グーグル日本法人元社長、村上憲郎氏がIT産業とイノベーションの平成史を振り返る。
日本のコンピューター産業の発展が、出遅れたとは思わない。メインフレーム(大型汎用コンピューター)では米国に完勝した。
いわゆる「第4世代」のコンピューターで勝ったのだから、次も、ということで当時の通商産業省(現・経済産業省)が立ち上げたのが「第5世代コンピュータープロジェクト」だ。その中心となった電総研(現・産業技術総合研究所)や武蔵野通研(現・NTT武蔵野研究開発センタ)は、次世代コンピューターが人工知能(AI)マシンになることを見越していた。

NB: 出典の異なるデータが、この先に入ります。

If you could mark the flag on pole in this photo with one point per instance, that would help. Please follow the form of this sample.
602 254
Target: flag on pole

80年代、DECの日本法人に勤めていた私は、電総研や通研、それに慶応義塾大学の相磯秀夫教授の研究室などにマシンを売っていた。米国留学を経験していた先生方は、現地と同様の環境を整えて、AIの研究を進めていた。
当時はAIの世界が停滞気味だったこともあり、「日本が国家予算で研究を盛り上げてくれるのなら」と、米国のカーネギーメロン大学やマサチューセッツ工科大学の先生たちは、磁気テープに入った最新のソフトウェアを快く提供してくれた。
そんな流れもあり、私はDECの米国本社に招かれてボストン郊外の人工知能技術センターに5年ほど勤めた。コンピューターサイエンスの先端部分にAI分野があるというのは、今も昔も変わっていない。